Auch Lindner wünscht sich im Kampf gegen Geldwäsche mehr Offenheit aller Beteiligten gegenüber neuen Technologien. Allzu oft würden Finanzdienstleister durch Vorgaben noch daran gehindert, moderne technische Möglichkeiten zu nutzen.

Die Einrichtung der einheitlichen Geldwäschebehörde in der Europäischen Union werde im Übrigen auch in Liechtenstein aufmerksam wahrgenommen, signalisierte Clara Guerra, Vizedirektorin für Finanzmarkt und Innovation der Regierung des Fürstentums. „Liechtenstein ist schließlich keine Insel, sondern Teil des Europäischen Wirtschaftsraums.“ Sie begrüßte die Europäisierung, nachdem Geldwäschebekämpfung lange Zeit vor allem eine nationale Angelegenheit gewesen ist. Wichtig sei, dass das künftige europäische Regelwerk „dynamische Anpassungen“ erlaube, da sich die Herausforderungen ständig änderten.

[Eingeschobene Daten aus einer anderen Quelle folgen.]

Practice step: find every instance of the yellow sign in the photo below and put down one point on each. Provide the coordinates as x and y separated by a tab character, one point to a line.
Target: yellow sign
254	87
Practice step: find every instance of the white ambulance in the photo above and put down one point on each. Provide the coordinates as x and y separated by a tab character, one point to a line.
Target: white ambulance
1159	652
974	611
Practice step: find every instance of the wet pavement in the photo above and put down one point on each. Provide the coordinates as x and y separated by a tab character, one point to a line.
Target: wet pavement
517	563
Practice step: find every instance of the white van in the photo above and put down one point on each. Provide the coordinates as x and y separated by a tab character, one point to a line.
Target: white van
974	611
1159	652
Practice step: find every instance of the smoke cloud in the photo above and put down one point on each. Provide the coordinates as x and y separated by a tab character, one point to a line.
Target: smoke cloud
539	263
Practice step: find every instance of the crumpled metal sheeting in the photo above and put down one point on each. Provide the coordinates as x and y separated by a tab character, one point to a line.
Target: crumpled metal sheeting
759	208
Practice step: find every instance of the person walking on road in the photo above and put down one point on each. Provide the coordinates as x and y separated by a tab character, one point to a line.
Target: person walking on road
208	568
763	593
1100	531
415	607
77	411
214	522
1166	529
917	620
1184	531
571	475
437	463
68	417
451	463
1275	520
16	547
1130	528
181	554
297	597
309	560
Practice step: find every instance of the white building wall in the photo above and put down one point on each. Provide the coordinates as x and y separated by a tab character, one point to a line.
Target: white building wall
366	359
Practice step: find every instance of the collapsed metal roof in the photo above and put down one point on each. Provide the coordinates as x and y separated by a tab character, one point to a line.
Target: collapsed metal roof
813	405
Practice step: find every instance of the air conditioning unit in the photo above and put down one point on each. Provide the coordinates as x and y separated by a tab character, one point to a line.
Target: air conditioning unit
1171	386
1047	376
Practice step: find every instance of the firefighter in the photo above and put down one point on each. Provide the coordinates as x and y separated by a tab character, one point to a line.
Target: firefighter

Guerra verwies darauf, dass, was die Regulierung von Blockchain-Technologie und die Tokenisierung angeht, Liechtenstein bereits einen Schritt vorausgegangen sei. Der Einsatz der Blockchain trage mehr zu Lösungen bei der Bekämpfung von Geldwäsche bei, als dass er zusätzliche Probleme schaffe, zeigte sich Guerra überzeugt.

Nach ihrer Bewertung vollzieht die EU mit der Kryptomärkte-Richtlinie (Mica) nun die Mindeststandards und Aufsichtsanforderungen nach, bleibe aber an anderen Stellen, etwa der zivilrechtlichen Einbeziehung von Token, noch hinter den Regeln in Liechtenstein zurück. Auch Guerra erkennt noch Potenzial bei Aufsichtsbehörden, was die Anerkennung moderner Technologien zur Bekämpfung von Finanzkriminalität betrifft. Oft bremsten Behördenpraxis und Kultur die Akzeptanz innovativer Instrumente.